One of the many lawsuits dogging student loan giant Sallie Mae Navient Lawsuit will move forward after a judge shot down the company’s request to have the suit dismissed.
In the 70-page opinion released earlier this week as part of a lawsuit filed by Pennsylvania Attorney General Josh Shapiro, U.S. district court judge Robert Mariani called Navient’s arguments to dismiss the case at times “legally deficient,” “mistaken” and “creative,” but ultimately unconvincing.
What’s more, the court noted it wasn’t persuaded by a memo written earlier this year by Secretary of Education Betsy DeVos meant to shield student loan companies from state laws.
The opinion comes as Sallie Mae Navient Lawsuit is facing a handful of similar lawsuits from other states, including California and Illinois as well as the Consumer Financial Protection Bureau.
“This was a devastating opinion to Navient’s case,” Jiménez said, adding that “it could be quite influential.”

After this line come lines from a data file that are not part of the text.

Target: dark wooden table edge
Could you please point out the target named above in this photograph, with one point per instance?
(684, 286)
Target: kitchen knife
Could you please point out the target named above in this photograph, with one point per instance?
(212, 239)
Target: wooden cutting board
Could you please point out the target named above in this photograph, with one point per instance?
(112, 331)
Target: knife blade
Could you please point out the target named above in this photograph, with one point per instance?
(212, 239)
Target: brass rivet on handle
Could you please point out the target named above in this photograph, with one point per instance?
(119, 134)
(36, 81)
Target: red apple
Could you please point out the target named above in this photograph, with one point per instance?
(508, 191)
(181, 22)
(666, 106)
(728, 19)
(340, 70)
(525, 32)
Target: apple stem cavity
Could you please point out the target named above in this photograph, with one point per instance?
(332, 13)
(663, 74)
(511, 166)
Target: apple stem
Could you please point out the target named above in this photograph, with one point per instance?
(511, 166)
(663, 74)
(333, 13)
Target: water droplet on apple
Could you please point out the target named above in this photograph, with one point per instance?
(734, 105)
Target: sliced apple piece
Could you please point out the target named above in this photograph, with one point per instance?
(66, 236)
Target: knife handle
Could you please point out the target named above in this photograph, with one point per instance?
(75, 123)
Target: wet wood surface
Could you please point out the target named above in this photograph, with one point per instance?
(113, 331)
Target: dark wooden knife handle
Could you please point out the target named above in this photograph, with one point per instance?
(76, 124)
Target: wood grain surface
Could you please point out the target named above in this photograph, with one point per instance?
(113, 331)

Navient declined to comment on the opinion.
The company has previously said that the allegations in the lawsuit and other similar claims are false. Shapiro said in a statement that the court’s decision, “brings us one step closer in our fight to provide justice to the students and families in Pennsylvania.”
In his suit, Shapiro alleges Navient violated Pennsylvania state law by steering borrowers towards costly repayment programs. He also alleges that Sallie Mae Navient Lawsuit corporate predecessor, Sallie Mae, deceptively offered risky, subprime loans to borrowers as a way to gain access to more lucrative federal student-loan volume.

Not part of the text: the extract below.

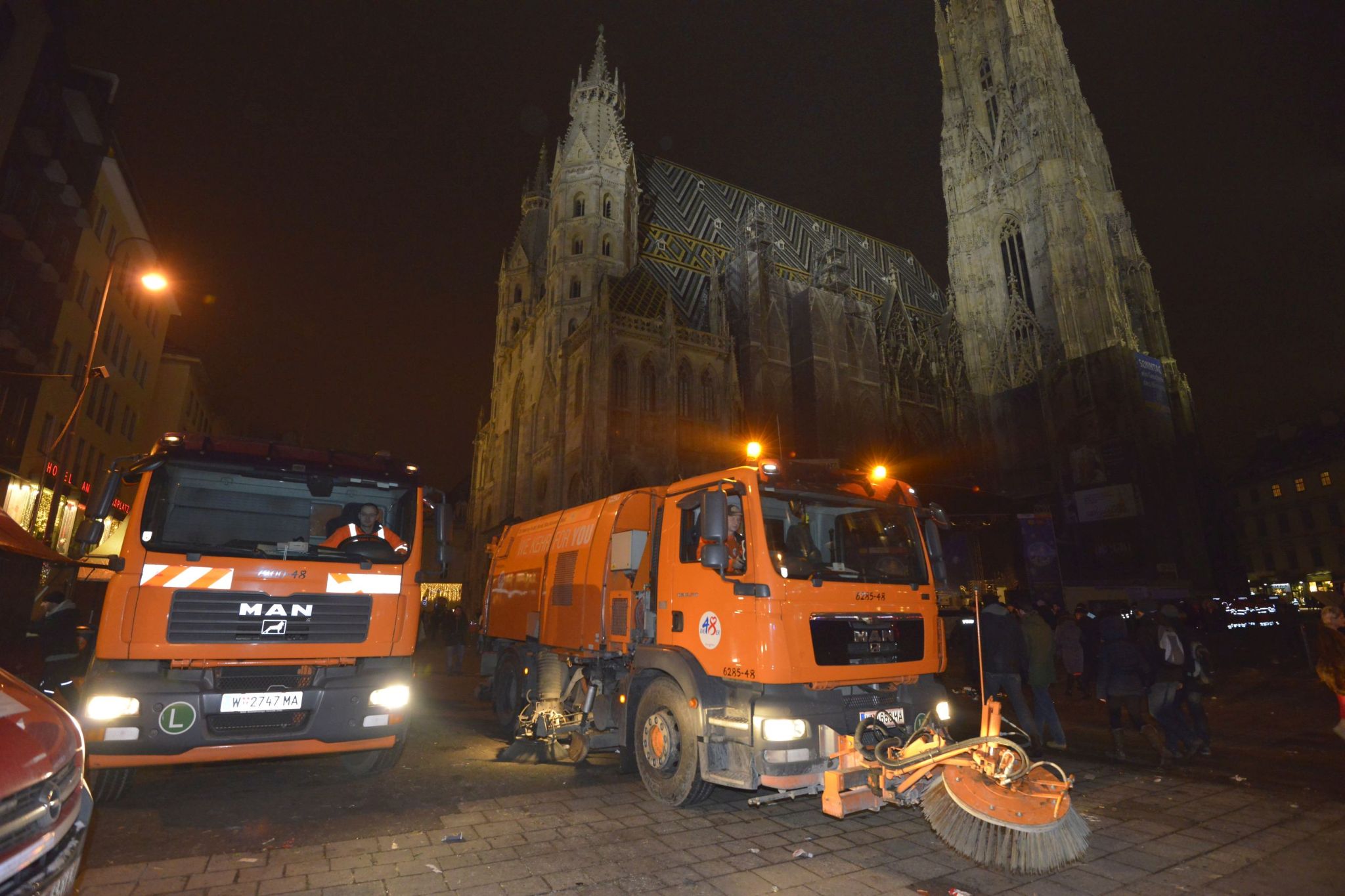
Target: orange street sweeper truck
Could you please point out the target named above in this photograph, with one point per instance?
(767, 626)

But Navient and other student-loan servicers have relied on the concept of preemption — the idea that federal law supersedes state law in cases where they’re in conflict — to argue that they’re not subject to these consumer protection regulations. DeVos’s memo, which she published in March, aimed to bolster that argument.
But in other cases, judges have taken a different approach; a U.S. district court judge for the Northern District of Florida granted a different servicer’s motion to dismiss a case resting on similar arguments. That decision is now being appealed.

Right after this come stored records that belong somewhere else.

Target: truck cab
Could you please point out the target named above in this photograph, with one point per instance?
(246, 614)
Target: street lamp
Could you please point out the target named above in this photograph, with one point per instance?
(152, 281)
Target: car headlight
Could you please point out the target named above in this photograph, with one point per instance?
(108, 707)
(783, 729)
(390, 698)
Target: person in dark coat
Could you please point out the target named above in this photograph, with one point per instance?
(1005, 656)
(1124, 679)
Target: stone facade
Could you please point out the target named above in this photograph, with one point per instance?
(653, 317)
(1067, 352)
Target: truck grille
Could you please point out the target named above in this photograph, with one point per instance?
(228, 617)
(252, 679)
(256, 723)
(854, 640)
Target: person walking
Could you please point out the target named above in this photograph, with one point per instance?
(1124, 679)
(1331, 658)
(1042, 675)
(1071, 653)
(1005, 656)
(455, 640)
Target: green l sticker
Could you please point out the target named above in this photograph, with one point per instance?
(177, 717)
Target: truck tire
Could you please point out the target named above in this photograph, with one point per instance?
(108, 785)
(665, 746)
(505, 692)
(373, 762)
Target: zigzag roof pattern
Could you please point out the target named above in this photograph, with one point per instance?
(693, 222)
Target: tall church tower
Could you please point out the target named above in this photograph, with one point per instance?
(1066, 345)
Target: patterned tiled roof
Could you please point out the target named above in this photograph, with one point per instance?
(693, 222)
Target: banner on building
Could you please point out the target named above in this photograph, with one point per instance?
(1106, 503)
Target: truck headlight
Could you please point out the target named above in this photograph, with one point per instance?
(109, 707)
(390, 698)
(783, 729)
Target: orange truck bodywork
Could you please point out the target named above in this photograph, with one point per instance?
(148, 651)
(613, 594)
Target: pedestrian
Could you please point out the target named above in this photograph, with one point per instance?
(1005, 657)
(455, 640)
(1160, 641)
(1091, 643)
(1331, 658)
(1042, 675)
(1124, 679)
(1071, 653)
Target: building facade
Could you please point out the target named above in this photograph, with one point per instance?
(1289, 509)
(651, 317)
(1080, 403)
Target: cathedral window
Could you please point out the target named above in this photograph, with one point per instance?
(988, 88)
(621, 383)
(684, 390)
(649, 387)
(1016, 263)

The divide among lower courts means that the debate over whether student loan companies are subject to state law will continue, said David Rubenstein, a professor at Washburn University School of Law.
Courts are reaching different results because the preemption question turns on a judicial assessment of what the enacting Congress intended Sallie Mae Navient Lawsuit when it passed the statutory language at issue, but that language is ambiguous in key respects, Rubenstein said.
“The split in the lower portends a likely split in the appellate courts as well, which can be a factor that the Supreme Court can take into account when deciding whether to hear this controversy,” he said.
In asking the court to dismiss the state’s case, Sallie Mae Navient Lawsuit attorneys argued that the state’s student-loan servicing allegations are preempted by the Higher Education Act — the statute that governs higher education and financial aid — HEA, both because the law governs disclosures made by student-loan companies to borrowers and because it establishes uniform standards among federal student-loan programs. The court said Navient’s interpretation of HEA “goes too far,” arguing that the disclosure provision of HEA, “does not apply to the sort of claims alleged by the Commonwealth,” which include, “allegations of unfair and deceptive conduct.”